I came across an interesting blog post at Leaded Soldier wherein the author takes apart and repairs an old TI-83+ graphing calculator. While I am most nostalgic for my TI-89 Titanium graphing calculator, I remember all of the TI-83s and 84s that my classmates had. I encourage you to read the original post for a terrific look at the interior of a TI-83 and some notes about how it is constructed. Here, I will look at a couple of passages from the post wherein the author raised serious questions about the price of Texas Instrument’s classic calculators in light of what they most likely cost to produce:
Having opened the 83+, I now understood that it must have cost virtually nothing to construct. There are only a couple inexpensive ICs, and one of them is a proprietary TI gate array that can most likely be fabricated cheaply. Over the course of several decades, they must have been making a large integer multiple of the build cost in pure margin while not updating the product.
While many cheap-to-produce products are sold at exorbitant markups, the author noted that there is an additional issue with the pricing for the TI-83 and its sibling calculators:
This wouldn’t be so bad if not for TI’s pressure campaign to be the mandated calculator for a lot of high school math classes and standardized testing … While a lot of other devices featured on this blog are just toys or luxury goods, this one is an essential tool for kids that is sold at predatory markups.

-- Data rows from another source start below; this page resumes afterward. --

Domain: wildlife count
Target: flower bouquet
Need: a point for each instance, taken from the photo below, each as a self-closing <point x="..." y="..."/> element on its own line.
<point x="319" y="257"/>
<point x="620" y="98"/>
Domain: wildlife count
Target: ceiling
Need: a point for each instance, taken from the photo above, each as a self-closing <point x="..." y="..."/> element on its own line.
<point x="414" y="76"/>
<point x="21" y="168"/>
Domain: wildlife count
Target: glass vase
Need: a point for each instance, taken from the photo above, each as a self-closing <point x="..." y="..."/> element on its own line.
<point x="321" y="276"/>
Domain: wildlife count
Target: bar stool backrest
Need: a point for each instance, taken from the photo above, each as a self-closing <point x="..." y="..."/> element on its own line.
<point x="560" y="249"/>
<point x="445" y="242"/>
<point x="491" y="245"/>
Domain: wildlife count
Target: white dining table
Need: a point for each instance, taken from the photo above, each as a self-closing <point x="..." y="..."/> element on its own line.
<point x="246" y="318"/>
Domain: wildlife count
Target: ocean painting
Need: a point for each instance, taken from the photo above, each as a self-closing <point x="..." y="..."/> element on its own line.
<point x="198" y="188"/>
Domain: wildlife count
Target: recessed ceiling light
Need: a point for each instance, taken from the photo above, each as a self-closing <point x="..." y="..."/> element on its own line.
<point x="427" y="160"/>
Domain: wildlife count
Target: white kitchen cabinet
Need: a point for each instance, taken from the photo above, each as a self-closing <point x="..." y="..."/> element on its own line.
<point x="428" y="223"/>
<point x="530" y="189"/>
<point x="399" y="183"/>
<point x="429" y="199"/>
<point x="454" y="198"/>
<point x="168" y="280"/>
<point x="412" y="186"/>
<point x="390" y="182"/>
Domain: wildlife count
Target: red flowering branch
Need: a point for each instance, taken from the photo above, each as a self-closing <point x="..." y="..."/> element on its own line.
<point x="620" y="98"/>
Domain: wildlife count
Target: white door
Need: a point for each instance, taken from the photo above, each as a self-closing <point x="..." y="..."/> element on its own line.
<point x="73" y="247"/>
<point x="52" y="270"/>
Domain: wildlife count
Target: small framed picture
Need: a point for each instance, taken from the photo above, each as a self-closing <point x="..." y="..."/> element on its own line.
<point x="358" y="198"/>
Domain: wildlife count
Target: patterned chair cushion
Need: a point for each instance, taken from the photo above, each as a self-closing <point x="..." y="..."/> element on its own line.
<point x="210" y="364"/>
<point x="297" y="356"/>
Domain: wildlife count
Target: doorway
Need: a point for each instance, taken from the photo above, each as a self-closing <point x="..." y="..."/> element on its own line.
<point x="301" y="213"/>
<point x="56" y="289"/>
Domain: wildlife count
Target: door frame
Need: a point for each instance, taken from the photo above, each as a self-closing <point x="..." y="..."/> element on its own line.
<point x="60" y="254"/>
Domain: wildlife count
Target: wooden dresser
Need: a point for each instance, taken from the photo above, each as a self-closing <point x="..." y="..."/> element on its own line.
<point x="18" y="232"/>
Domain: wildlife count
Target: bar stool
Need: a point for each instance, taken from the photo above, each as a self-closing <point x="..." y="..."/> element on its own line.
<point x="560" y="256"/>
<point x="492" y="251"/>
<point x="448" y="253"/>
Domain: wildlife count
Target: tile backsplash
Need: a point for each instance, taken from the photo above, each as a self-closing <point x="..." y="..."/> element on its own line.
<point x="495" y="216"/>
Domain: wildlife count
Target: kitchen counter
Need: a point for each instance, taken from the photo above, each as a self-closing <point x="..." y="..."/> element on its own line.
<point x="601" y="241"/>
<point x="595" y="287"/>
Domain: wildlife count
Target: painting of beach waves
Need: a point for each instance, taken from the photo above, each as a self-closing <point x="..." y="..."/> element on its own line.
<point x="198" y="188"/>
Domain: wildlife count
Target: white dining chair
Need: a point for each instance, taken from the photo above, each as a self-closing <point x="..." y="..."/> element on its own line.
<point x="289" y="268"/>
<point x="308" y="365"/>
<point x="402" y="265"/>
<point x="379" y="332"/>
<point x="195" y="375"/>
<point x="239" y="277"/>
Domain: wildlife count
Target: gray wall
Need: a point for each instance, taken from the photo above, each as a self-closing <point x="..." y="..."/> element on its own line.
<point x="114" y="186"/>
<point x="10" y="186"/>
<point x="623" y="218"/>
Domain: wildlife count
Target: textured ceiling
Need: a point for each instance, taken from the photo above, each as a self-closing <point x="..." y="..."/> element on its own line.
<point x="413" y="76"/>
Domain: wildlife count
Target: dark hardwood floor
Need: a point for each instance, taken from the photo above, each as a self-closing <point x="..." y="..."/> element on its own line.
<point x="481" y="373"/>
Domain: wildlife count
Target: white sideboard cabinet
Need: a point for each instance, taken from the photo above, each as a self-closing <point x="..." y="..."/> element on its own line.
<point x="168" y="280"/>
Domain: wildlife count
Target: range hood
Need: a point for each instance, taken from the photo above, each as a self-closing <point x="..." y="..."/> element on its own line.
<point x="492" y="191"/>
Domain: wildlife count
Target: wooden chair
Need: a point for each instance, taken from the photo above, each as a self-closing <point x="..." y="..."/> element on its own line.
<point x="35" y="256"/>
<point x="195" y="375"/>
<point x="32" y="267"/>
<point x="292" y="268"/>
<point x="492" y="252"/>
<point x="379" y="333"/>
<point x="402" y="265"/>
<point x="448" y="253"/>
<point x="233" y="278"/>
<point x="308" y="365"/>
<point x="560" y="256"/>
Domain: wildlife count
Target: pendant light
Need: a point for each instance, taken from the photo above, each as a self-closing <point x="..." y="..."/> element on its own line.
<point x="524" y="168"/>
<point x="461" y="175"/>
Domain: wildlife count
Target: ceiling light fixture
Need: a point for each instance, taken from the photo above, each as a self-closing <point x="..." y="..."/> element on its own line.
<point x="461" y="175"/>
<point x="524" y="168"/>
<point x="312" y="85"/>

This is a fair point. My high school required students to have a TI-83 or 84. The 89 was also allowed, but only me and one other classmate opted for the 89 (good choice, for whatever it’s worth – the 89 is demonstrably more pleasant to use than the 83 and 84 even for basic scientific calculator-tier tasks.) But so long as Texas Instruments lobbies schools to make its calculators a requirement, it is unseemly for the company to continue to charge so much for calculators that are (1) cheap to produce and (2) have not been updated for two decades. With that being said, I noticed some fancy new full-color graphing calculators from Texas Instruments while I was looking for a new TI-89 to satisfy my need for nostalgia, but I am not sure if most high schools use those or if they are even allowed on standardized tests.